В комнате воцарилось абсолютное молчание. Все были согласны, каждый уже сделал свой выбор. Все радостно подняли бокалы за долгую жизнь «Кампилана».
Некоторое время спустя Мандо сообщил Магату, что поручает ему руководство газетой, поскольку сам собирается за границу. Он отправится сначала в Европу, а затем в Соединенные Штаты. Возможно, он будет отсутствовать год, но они будут поддерживать постоянную телеграфную и телефонную связь.
Мандо просил Магата особенно не распространяться по поводу его внезапного отъезда, а со временем объяснить, что ему пришлось выехать в Европу по решению корпорации вкладчиков для закупки нового типографского оборудования.
– Мы будем стараться изо всех сил, – заверил его Магат после того, как улеглось волнение, вызванное неожиданной новостью.
– А как же еще можно служить своей стране? Нашему народу, как воздух, нужны правда и справедливость. И если у тебя самого не хватит мужества и честности, то как же ты сможешь требовать их от других? У нас должно быть такое же действенное оружие, как и у наших противников. Разве не так было, когда мы сражались в горах Сьерра-Мадре?
– А я-то думал, вот вернемся в Манилу, и войне конец, – подмигнул ему Магат по-приятельски.
– Нет, дружище, она только начинается. – И оба дружно рассмеялись.

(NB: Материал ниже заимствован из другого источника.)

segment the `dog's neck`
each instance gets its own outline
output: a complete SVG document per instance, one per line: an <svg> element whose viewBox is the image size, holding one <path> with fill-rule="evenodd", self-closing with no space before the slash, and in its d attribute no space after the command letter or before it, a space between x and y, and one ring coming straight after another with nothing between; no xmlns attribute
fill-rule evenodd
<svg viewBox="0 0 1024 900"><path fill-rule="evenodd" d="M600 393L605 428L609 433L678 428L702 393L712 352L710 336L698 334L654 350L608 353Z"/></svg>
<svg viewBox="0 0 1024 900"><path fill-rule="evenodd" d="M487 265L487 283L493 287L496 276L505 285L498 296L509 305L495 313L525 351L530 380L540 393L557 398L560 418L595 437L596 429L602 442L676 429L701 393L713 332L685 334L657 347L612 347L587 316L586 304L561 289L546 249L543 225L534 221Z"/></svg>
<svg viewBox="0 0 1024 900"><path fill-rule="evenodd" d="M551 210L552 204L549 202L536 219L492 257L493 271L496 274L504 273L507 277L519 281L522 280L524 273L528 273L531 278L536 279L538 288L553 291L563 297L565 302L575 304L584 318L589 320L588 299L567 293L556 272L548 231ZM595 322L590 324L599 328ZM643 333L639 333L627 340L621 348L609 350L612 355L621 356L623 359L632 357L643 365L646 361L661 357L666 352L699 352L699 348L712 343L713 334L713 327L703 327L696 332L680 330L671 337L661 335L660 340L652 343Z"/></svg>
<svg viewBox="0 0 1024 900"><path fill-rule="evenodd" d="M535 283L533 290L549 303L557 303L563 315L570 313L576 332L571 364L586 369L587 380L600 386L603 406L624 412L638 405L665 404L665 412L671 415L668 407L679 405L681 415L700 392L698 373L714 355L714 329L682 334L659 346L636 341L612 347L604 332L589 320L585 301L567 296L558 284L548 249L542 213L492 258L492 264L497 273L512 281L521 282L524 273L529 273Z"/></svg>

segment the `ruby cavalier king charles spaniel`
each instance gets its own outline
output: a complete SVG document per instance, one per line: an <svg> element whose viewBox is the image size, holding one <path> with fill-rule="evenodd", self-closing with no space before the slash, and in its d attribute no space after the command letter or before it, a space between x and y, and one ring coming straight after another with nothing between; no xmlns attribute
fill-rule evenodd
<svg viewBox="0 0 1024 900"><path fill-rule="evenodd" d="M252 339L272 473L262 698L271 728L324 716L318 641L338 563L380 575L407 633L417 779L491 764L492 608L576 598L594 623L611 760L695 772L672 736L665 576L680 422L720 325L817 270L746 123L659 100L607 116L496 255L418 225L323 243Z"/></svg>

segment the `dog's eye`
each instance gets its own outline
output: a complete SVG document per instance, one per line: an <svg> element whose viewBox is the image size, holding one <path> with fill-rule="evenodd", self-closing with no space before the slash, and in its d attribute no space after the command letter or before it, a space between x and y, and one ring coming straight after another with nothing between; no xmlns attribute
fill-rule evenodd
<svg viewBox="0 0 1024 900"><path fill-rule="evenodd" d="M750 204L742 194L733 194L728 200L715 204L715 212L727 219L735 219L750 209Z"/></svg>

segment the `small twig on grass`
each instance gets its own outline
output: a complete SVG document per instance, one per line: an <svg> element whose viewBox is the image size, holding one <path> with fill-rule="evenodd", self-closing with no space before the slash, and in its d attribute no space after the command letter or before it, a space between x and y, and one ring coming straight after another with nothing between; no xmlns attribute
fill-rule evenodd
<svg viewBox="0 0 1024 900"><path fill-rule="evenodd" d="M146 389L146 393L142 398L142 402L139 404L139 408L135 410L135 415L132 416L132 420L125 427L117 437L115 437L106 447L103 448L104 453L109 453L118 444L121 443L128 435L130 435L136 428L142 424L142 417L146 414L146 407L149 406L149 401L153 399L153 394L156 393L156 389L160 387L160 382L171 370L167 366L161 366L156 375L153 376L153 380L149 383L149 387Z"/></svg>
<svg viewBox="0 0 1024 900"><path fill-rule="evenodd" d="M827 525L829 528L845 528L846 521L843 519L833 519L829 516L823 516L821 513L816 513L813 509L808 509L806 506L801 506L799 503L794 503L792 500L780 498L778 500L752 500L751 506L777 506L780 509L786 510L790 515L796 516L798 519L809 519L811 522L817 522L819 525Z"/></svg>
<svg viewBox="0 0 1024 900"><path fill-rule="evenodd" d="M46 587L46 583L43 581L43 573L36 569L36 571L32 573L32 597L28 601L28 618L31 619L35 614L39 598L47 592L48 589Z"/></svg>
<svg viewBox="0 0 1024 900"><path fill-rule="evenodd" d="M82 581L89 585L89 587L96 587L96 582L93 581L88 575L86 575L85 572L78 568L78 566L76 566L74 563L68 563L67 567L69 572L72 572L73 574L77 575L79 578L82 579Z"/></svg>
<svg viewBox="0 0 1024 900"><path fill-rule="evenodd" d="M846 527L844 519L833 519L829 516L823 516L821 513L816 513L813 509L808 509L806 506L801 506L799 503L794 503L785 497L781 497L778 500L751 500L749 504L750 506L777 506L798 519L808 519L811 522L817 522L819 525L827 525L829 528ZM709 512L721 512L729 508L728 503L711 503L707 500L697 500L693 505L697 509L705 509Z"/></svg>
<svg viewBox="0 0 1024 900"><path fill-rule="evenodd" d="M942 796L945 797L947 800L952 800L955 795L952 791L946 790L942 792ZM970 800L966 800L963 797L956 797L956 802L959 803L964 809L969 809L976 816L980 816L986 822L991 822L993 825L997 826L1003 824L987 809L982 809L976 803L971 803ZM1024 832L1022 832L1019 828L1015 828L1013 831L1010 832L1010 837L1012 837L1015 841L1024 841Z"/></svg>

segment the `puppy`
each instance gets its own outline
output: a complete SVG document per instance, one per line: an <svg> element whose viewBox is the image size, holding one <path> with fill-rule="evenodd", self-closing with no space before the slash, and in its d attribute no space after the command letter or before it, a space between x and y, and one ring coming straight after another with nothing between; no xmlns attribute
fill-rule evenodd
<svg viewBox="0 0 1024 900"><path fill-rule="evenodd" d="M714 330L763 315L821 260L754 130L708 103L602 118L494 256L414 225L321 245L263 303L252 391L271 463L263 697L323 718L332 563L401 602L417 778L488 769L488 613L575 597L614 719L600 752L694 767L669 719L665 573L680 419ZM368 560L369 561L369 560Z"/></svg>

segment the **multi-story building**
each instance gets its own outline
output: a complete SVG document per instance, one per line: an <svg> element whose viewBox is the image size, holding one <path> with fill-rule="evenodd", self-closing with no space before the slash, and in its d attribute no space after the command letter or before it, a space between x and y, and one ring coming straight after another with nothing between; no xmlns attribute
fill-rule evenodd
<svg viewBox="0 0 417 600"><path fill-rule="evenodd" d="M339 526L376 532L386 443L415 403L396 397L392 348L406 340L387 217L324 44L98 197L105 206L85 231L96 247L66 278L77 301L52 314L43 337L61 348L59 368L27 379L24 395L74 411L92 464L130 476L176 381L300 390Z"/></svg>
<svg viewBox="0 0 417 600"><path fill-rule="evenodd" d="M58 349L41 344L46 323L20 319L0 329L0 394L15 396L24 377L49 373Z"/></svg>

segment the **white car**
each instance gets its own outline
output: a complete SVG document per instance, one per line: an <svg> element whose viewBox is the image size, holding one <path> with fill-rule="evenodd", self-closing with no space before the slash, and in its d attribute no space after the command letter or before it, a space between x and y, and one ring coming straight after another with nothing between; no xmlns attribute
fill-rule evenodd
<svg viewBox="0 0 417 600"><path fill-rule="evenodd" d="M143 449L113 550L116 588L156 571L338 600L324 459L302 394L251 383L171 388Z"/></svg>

Всю следующую неделю мальчишки на всех перекрестках продавали первые выпуски газеты, громко горланя: «Кампилан»! «Покупайте новую газету „Кампилан“!» Газета выходила на восьми страницах и содержала массу разнообразного и интересного материала, включая самые последние новости. В отличие от других газет, в ней почти не помещали объявлений и рекламных материалов и совсем не печатали светской хроники. Иллюстрации также были сведены до минимума.

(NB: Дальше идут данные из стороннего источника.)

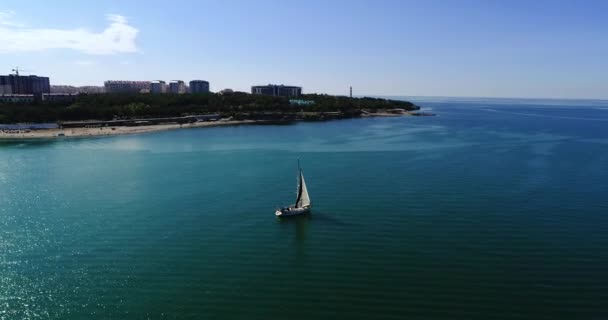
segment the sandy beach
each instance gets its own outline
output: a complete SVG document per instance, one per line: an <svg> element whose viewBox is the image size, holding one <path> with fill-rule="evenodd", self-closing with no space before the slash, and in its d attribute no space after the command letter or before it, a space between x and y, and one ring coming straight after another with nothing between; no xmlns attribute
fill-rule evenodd
<svg viewBox="0 0 608 320"><path fill-rule="evenodd" d="M253 124L260 121L256 120L228 120L228 121L210 121L210 122L195 122L187 124L159 124L149 126L114 126L101 128L66 128L66 129L46 129L46 130L29 130L21 132L3 132L0 131L0 139L48 139L48 138L66 138L66 137L90 137L90 136L112 136L120 134L146 133L154 131L165 131L186 128L202 128L214 126L229 126L239 124Z"/></svg>

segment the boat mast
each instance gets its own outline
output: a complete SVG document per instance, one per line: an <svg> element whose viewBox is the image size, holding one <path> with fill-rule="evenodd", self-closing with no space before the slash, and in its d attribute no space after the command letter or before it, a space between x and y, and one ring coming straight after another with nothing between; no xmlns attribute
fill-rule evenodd
<svg viewBox="0 0 608 320"><path fill-rule="evenodd" d="M298 196L296 198L296 208L298 207L298 203L300 202L300 198L302 197L302 169L300 168L300 159L298 159Z"/></svg>

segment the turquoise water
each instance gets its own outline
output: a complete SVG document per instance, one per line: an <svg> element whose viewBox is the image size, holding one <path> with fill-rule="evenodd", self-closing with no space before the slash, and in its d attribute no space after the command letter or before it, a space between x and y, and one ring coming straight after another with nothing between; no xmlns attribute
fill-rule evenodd
<svg viewBox="0 0 608 320"><path fill-rule="evenodd" d="M0 319L607 318L608 103L417 102L0 142Z"/></svg>

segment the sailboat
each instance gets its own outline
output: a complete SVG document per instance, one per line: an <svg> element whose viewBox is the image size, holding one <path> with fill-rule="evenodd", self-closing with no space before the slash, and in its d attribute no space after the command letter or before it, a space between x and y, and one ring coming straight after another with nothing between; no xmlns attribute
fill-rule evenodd
<svg viewBox="0 0 608 320"><path fill-rule="evenodd" d="M274 213L277 217L295 216L310 212L311 203L310 196L308 195L308 189L306 189L306 182L304 182L304 174L302 168L300 168L300 161L298 160L298 196L296 203L289 207L283 207L277 209Z"/></svg>

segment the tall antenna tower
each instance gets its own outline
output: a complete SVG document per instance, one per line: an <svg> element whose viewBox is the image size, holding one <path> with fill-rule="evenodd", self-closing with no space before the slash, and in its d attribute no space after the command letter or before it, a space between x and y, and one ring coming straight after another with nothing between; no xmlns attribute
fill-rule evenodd
<svg viewBox="0 0 608 320"><path fill-rule="evenodd" d="M353 98L353 86L350 86L350 98Z"/></svg>
<svg viewBox="0 0 608 320"><path fill-rule="evenodd" d="M15 71L15 74L19 76L19 67L15 67L15 69L13 69L12 71Z"/></svg>

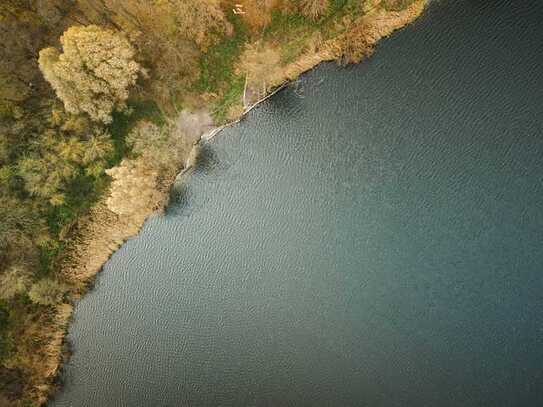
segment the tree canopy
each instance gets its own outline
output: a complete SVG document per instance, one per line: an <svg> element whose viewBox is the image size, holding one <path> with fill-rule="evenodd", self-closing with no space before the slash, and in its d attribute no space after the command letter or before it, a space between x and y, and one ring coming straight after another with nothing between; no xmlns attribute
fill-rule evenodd
<svg viewBox="0 0 543 407"><path fill-rule="evenodd" d="M70 27L60 43L62 53L52 47L40 51L45 79L67 112L110 123L111 113L125 107L142 70L135 49L124 35L95 25Z"/></svg>

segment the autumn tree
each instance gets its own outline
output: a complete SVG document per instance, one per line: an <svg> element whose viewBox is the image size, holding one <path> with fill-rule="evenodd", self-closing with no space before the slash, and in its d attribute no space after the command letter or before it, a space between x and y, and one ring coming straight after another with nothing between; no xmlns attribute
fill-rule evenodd
<svg viewBox="0 0 543 407"><path fill-rule="evenodd" d="M52 205L61 205L65 200L63 187L76 176L77 170L69 161L59 160L58 155L46 152L19 161L18 173L25 182L25 189L32 195L47 199Z"/></svg>
<svg viewBox="0 0 543 407"><path fill-rule="evenodd" d="M40 51L45 79L68 113L87 113L94 121L110 123L113 110L122 110L141 66L122 34L94 25L71 27L60 38L63 52Z"/></svg>
<svg viewBox="0 0 543 407"><path fill-rule="evenodd" d="M182 166L182 160L191 147L173 126L159 127L146 120L140 121L132 129L126 143L148 166L161 172Z"/></svg>
<svg viewBox="0 0 543 407"><path fill-rule="evenodd" d="M0 272L18 256L32 256L32 246L46 240L46 227L40 214L25 202L0 195ZM12 248L17 247L18 250Z"/></svg>
<svg viewBox="0 0 543 407"><path fill-rule="evenodd" d="M106 173L113 178L106 201L112 212L118 215L145 213L158 202L159 174L143 158L125 159Z"/></svg>
<svg viewBox="0 0 543 407"><path fill-rule="evenodd" d="M111 137L105 132L97 132L83 142L85 152L81 163L85 166L87 175L98 177L106 168L106 157L113 152Z"/></svg>
<svg viewBox="0 0 543 407"><path fill-rule="evenodd" d="M205 50L232 33L220 0L78 0L85 15L94 21L113 23L124 31L139 31L158 43L176 37L190 39ZM145 38L142 38L145 40ZM174 68L174 67L171 67Z"/></svg>
<svg viewBox="0 0 543 407"><path fill-rule="evenodd" d="M25 190L53 206L66 202L70 183L77 177L102 175L113 151L111 137L100 127L83 132L74 118L58 120L34 140L16 166Z"/></svg>
<svg viewBox="0 0 543 407"><path fill-rule="evenodd" d="M192 132L206 128L211 120L203 113L184 114L183 123L168 122L158 126L142 120L134 126L126 139L132 159L106 170L113 178L108 208L119 215L145 213L158 202L158 189L163 176L171 176L190 165L194 142ZM192 123L191 118L198 120Z"/></svg>

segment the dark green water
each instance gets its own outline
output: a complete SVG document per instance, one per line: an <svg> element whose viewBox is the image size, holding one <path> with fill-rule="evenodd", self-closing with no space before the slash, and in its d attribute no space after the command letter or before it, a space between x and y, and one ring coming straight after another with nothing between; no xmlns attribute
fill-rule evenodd
<svg viewBox="0 0 543 407"><path fill-rule="evenodd" d="M543 2L438 0L223 132L54 407L543 405Z"/></svg>

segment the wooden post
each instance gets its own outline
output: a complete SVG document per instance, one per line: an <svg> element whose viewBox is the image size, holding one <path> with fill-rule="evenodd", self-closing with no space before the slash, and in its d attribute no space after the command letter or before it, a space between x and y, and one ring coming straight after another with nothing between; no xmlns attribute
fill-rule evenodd
<svg viewBox="0 0 543 407"><path fill-rule="evenodd" d="M245 74L245 85L243 86L243 110L245 110L247 108L247 99L246 99L246 94L247 94L247 79L249 77L249 74L246 73Z"/></svg>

Когда Мандо протянул Тата Матьясу первый, еще пахнущий типографской краской номер «Кампилана», тот бережно взял его и с волнением стал читать информацию, размещенную на самом видном месте. Это был список правительственных чиновников, замешанных во взяточничестве и коррупции. Затем он внимательно проглядел передовицу, в которой высказывались предостережения в адрес правительства, намеревавшегося поставить вне закона политические партии, не согласные с его политикой.
– Если б отец Флорентино был жив и смог прочитать это, – неожиданно резюмировал Тата Матьяс, – он, наверное, сказал бы, что его молитвы о сокровищах Симоуна не пропали даром.